The Crusades Begin
There were seven Crusades in all, dating from 1095 to 1291, with the First Crusade being the most successful from a military point of view.
The First Crusade was an attempt to re-capture Jerusalem. Christians had paid pilgrimage to the Holy Land since the time of Constantine. After Jerusalem had been captured by the Saljuk Turks in 1076, any Christian who wanted to pay a pilgrimage to the city faced a very hard time with the Moslem soldiers making life very difficult for the Christians. Trying to get to Jerusalem was filled with danger.

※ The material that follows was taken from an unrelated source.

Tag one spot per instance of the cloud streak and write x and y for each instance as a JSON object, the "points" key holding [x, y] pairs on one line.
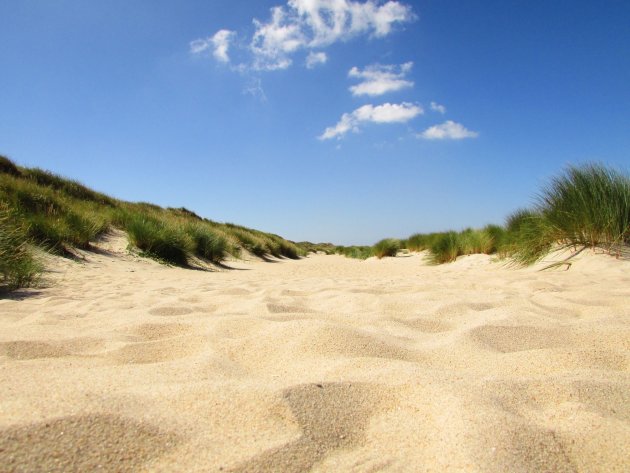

Emperor Alexus I of Constantinople, modern day Turkey, feared that his country might fall to the Moslems as they were very close to another territory that had already been captured. Alexus called on Pope Urban II for help. On November 27th, 1095, Urban spoke to a crowd at the Council of Claremont in France. In this speech, considered the most influential speech of the Middle Ages, he called for a war against the Moslems so that Jerusalem could be regained. He promised that any volunteer who participated would be forgiven their sins and asked for each warrior to wear a cloth cross on his tunic.
Those who volunteered to fight the Moslems cut out red crosses and sewed them on their tunics. The French word "croix" means cross and the word changed to "croisades" or crusades. The Holy War was begun.